SE: Part of this involves a blurring line between a processor and an MCU, right?

Muller: This is absolutely more than just a processor. It’s a processor and some underlying hardware components. How you assemble them is up to you. But we’re also saying, ‘This is what a system architecture looks like if you want to take all that we’re offering, from server side to client-side device.’ It’s not just about the device. It’s about what the combined architecture is and how that matches with the server side. It’s a system architecture, not just a piece of hardware.
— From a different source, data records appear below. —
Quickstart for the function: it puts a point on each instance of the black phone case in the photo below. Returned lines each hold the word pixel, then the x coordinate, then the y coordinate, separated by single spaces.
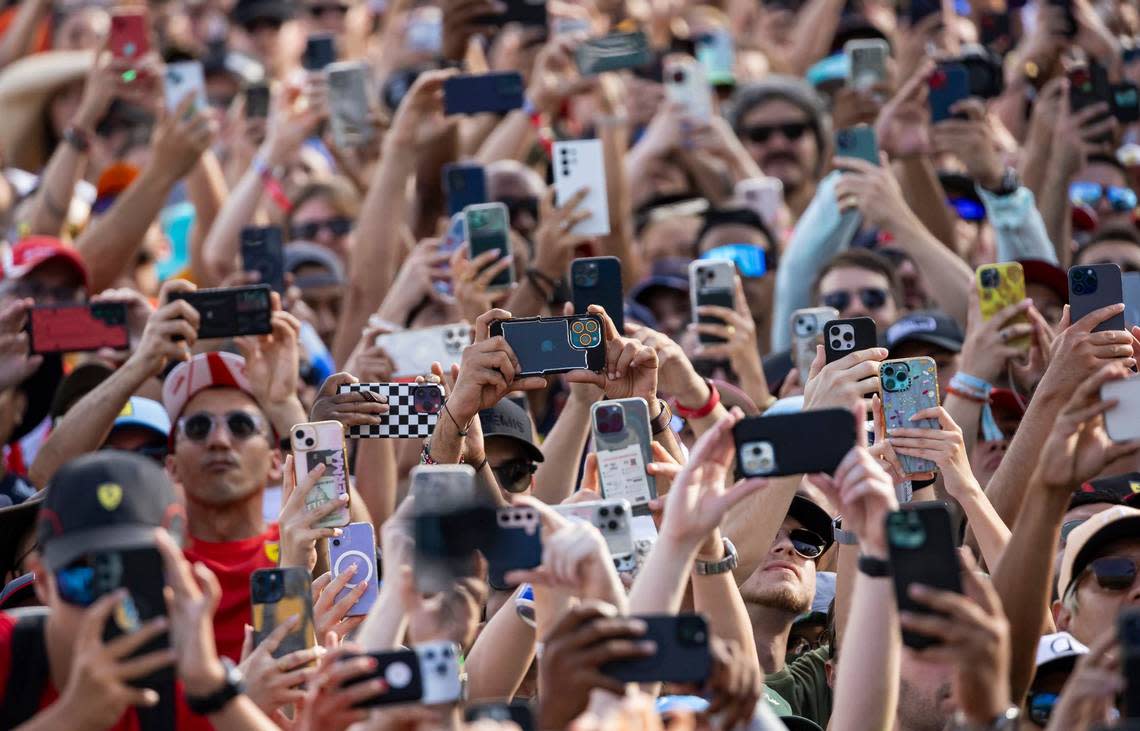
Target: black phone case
pixel 597 281
pixel 543 350
pixel 230 311
pixel 682 652
pixel 1090 292
pixel 921 546
pixel 475 94
pixel 845 336
pixel 263 251
pixel 796 441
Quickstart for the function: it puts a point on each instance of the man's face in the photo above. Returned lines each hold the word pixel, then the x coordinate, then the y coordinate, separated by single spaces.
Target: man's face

SE: And that system is end-to-end?

Muller: Yes. The example I use is, ‘Here’s the little data coming out of an embedded device, here’s how I get it into the cloud server.’ IBM or anyone else on the other side doesn’t have to worry about toasters or coffee machines. We’re not saying we’re going to do anything with the data, like data mining or where you’re going to place adverts. That’s a big data problem. We’re just trying to make sure the little data gets to where it’s supposed to go.

SE: But what do we do when we have driverless cars connected to the Internet and the power and Internet goes out, which does happen in earthquake-prone areas?

Muller: It’s about how do you design devices that fail soft. With driverless cars, you bring everything to an orderly stop and then put on the spare steering wheel.

SE: Let’s swap topics. The IT server market traditionally has been very cautious about making changes because a lot is at stake. What’s broken or disrupted enough to allow ARM a foothold?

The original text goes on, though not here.